Die WM 2014 war kein Zufall, sondern ein typisch deutsches Produkt. Der Titel ist ein Verdienst von vielen - aber besonders der von Bundestrainer Joachim Löw, meint Hajo Schumacher.
Jawoll. Geschafft. Endlich wieder Weltmeister. Das wurde aber auch Zeit. Acht Jahre hat das Projekt Pott gedauert. Nun ist er da, verdient wie nie.

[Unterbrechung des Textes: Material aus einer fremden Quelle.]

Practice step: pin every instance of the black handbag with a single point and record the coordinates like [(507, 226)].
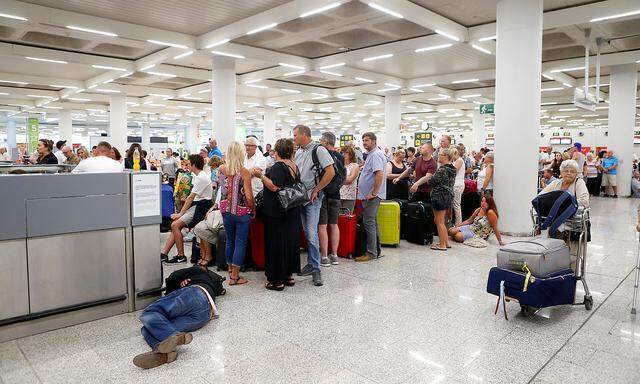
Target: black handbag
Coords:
[(294, 195)]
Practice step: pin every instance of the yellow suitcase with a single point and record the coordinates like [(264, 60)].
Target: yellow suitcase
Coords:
[(389, 223)]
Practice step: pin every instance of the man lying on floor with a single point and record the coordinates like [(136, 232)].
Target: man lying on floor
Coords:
[(188, 305)]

Nach einem 1:0 gegen die Argentinier ist der Pokal zurückgekehrt ins deutsche Wohnzimmer. Mit einer Präzision und Zuverlässigkeit, die manchem Produkt „Made in Germany“ gut täte, spielte sich die deutsche Elf durchs Turnier, ohne viel Dusel, mit taktischer Brillanz, extremer Fitness, erwachsen, entspannt und mit reflektierter, nicht tumber Disziplin. Für diese Mannschaft muss man sich nicht schämen – mehr Kompliment geht in Deutschland nicht.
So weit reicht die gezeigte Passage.